Ölüm

11.1K 285 44
                                    

Küçük kız büyük kapının zilini çaldı. Kapıyı açan zeytin gözlü çocuğun yani Karan'ın annesiydi. Kadın kızı görünce şaşırdı.

"Aa Efsuncuğum uzun zamandır göremedim seni nerelerdesin sen?" Küçük kızın annesi yan eve gittiğini duyduğunda çok kızmış izin vermemişti. Annesi evde olmadığında gizlice gidiyordu. Artık bir dadısı da olmadığından rahattı. " Karan'la oynamaya geldim." Dedi küçük kız neşeyle. Karşısındaki kadın dudaklarını büzdü.

"Tatlım Karan hasta, uyuyor." Küçük kız üzüldü. Uzun zamandır oyun oynamamışlardı.

"Çok mu hasta?" Kadın başını salladı.

"İstersen geç içeri sana kurabiye ve süt ikram edeyim. Belki Karan uyanınca, kendini iyi hissetmiş olursa seninle oynar." Küçük kız içeri girdi. Kadının kurabiyelerini çok seviyordu. "Geç otur ben kurabiye getireyim."

"Karan'ın odasına gidebilir miyim? Söz veriyorum çok sessiz olurum." Kadın küçük kıza gülümsedi. Küçük kız bunu onay olarak algıladı ve üst kata Karan'ın odasına çıktı. Çocuk yorganı kendine sıkıca sarmış uyuyordu. Kız, yatağın karşısındaki koltuğa geçip oturdu. Kadın kurabiyeleri ve sütü kızın yanına bıraktı. "Teşekkür ederim Ezgi teyze." Kadın içten bir şekilde gülümsedi. Kendi annesinin aksine Karan'ın annesi hep gülüyordu. Kadın oğlunun yanına gitti, elini alnına koyup ateşini kontrol etti. Küçük kız kurabiyesini yerken dikkatle kadını izliyordu. Kadın elini çocuğun alnından çekip yorganı aşağı çekti.

"Ama öyle üşür." Kadın küçük kızın dediğine güldü. "Ateşi var düşmesi lazım." Kadın odadan çıkamadan önce kıza 'afiyet olsun' dedi. Kadın çıktıktan sonra kız kurabiyesini tabağa bırakıp çocuğun yanına gitti. Çocuk bedenine sardığı kolunu yorgana uzattı. Alıp üstüne örtecekti. Küçük kız yorganı tutup çocuğun almasına izin vermedi. Çocuk bir şeyler mırıldandı ama küçük kız anlamadı. Çocuk gözlerini hafif açtı. "Üşüyorum."
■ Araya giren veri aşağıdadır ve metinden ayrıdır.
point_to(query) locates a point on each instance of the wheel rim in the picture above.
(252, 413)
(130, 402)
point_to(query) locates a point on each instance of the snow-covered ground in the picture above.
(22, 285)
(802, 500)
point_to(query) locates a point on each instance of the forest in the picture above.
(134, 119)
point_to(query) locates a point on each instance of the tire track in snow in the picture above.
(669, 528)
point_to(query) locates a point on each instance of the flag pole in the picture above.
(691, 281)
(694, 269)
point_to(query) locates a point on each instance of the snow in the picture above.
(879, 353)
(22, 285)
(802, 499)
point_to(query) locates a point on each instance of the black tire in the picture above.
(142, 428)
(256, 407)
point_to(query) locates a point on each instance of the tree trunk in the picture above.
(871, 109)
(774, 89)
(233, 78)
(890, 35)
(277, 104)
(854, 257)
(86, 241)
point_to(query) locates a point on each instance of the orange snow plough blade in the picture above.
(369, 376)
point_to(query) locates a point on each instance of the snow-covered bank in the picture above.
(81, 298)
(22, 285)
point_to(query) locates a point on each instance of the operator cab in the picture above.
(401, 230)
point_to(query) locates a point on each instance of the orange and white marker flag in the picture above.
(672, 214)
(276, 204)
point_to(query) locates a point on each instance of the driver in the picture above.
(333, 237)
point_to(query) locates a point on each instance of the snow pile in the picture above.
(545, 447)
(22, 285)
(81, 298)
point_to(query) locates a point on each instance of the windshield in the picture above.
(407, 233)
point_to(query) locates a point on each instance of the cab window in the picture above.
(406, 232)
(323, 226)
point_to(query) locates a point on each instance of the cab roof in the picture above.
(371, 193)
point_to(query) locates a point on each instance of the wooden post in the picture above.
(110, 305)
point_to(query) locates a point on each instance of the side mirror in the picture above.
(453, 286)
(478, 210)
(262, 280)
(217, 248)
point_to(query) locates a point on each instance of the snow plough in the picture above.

"Annen ateşin var diye örtmedi, düştü mü?" Çocuk cevap vermedi, yorganı üstüne örtmeye çalışıyordu kız ise izin vermiyordu. "Efsun versene şunu!" Dedi çocuk sessiz ama sert bir dille. "Bakayım ateşin düşmüş mü?" Elini çocuğun alnına koydu, annesi böyle yapmıştı. Çocuk kızın parmaklarını yanağında hissedince ürktü. Kız elini hızla çekti. "Çok sıcaksın." Odandan çıktı kadının yanına gidecekti ama Karan'ın babasının sesini duyduğunda olduğu yerde kaldı.

"Ne saçmalıyorsun yine Ezgi?"

"Karan çok hasta. Hastaneye götürmeliyiz."

"Hastaysa hasta ne yapayım. Bizde hasta olduk ama böyle ilgi göremedik." Adam yüksek sesle konuşuyordu.

"O senin oğlun be! Hiç mi için acımıyor?" Kadının sesi titriyordu.

"ACIMIYOR EZGİ. ŞİMDİ UZATMA DA GİT YEMEK YAP!" Adam bağırınca küçük kız korktu. İndiği merdivelerden tekrar yukarı çıktı. Çocuk yine yorganı üzerine örtmüştü. Kız gidip yorganı çekti ve yataktan aşağı attı.
"İyileşmen lazım." Karan gözlerini açtı. Küçük kız karşısında ela gözlerini kocaman açmış ona bakıyordu. Yatakta oturur pozisyona geldi. "Soğuk diyorum küçük niye çekiyorsun?" Küçük kız kollarını göğsünde birleştirdi. "Ben küçük değilim artık. Büyüdüm. Hem annen de böyle yaptı."

"Niye geldin ki sen?" Küçük kız dudağını sarkıttı. "Yeni çiçek adları öğrendim, onları sana söylemek için. Ama istemiyorsan giderim." Çocuk kızın bu haline zor da olsa güldü. "Mız mız bir bebeksin. Söyle bakalım neymiş o yeni öğrendiğin çiçek isimleri?" Çocuğun konuşurken boğazı sızlıyordu ama kızın hevesini kırmak istemedi.